L'Udinese deve togliersi definitivamente la maschera che ha indossato fin da luglio scorso, tra errori, speranze e la solita squadra che ha il mercato che, come il vento, ulula tra le orecchie. Ma il decimo posto è importante (per la società)

Monica Valendino

Due giornate alla fine di questo campionato anonimo come del resto ci si attendeva. Poche le cose di rilievo, con l'Udinese che non si è mai tolta la maschera di ferro che ha  indossato da inizio anno, quando chi criticava forse intuiva che mancava qualcosa. Quel 'qualcosa' oggi si traduce  in fame di affermazione, di voglia vera di creare un ciclo. Si sa che Kums andrà via (forse più all'Atalanta che l Watford che non lo reputa ancora pronto per la fisica Premier), si sa che Widmer, Samir, il solito Badu, il solito Thereau sono destinati a fare mercato, così come si sa che Felipe non ha ancora rinnovato e che Zapata andrà al Napoli.

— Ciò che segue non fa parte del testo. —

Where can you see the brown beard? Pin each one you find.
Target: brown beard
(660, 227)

Era difficile creare un gruppo quando tutti erano già inizialmente indirizzati anche inconsapevolmente a un futuro lontano. Il calcio di oggi è questo, vive per il presente, per costruire una squadra da quaranta punti come piace dire ai presidenti.

Che poi magari lo fai, ma il caso sovrano ti fa capire che una Atalanta giovane e sbarazzina fa più di un Genoa esperto. I rossoblu sono una buona squadra, ma forse pagano troppi errori ai vertici. Ma come diceva il grande De Andrè, del Grifo grande tifoso, dai diamanti non nasce nulla, dal letame nascono fiori.

Ecco vorremmo che un po' di letame si sentisse anche a Udine. Significherebbe che si semina. Onestamente il prestito di Velasquez dal Watford, Barak in avanti è tuto da scoprire, i rientri di Pontisso e altri non crediamo possano alzare il tasso tecnico. Lasagna è  giovane e per ora è il primo vero acquisto. Intanto Meret sembra sempre più nel mirino della Juve, Scuffet gioca le ultime gare, forse pensando che qualche occasione l'ha sprecata. Il prossimo anno sarà il suo, ma deve crescere. Rimarrà Jankto, così come Fofana e Danilo. Poi sarà il solito cantiere.

Per ora l'Udinese per togliersi la maschera di ferro deve arrivare decima. Motivi economici, sia chiaro. Ai tifosi un nono, un undicesimo o un decimo posto non cambiano una zeppola.  Ma alla società, che ai soldi guarda da sempre con un certo sguardo interessato, la decima piazza interessa e la gara con la Samp diventa importante. Oddio non sarà Real-Juve, ma nel suo piccolo anche le formiche si incazzano.

Repubblica giorni fa ha spiegato che "stare dalla parte sinistra della classifica è importante, mentredall’undicesimo al diciassettesimo posto ogni società incassa soltanto un milioncino, se il campionato finisse oggi la Samp o l'Udinese prenderebbero 3 milioni e 100mila euro in più".

Noccioline rispetto a quanto prenderà il Watford in Premier, ma è un'altra storia. Qui si fa con quel che si può, come il Crotone, per il quale molti tifano un po'. Non tanto per l'insulto archeologico perpetuato con lo stadio sull'antica Agorà, ma perché con poche risorse è lì a giocarsela. Con l'Empoli che è forse la meno forte tra le tre e quel Genoa che tra letame e diamanti vive da sempre distaccata, perché sempre come cantava De Andrè  su Gesù "inumano è pur sempre l'amore di chi rantola senza rancore perdonando con l'ultima voce chi lo uccide fra le braccia di una croce".

Intanto l'Udinese aspettiamo se si toglierà la maschera di ferro e farà felice Pozzo. Per far felici i tifosi servirà altro, ma il bello del calcio è che c'è sempre un'altra occasione.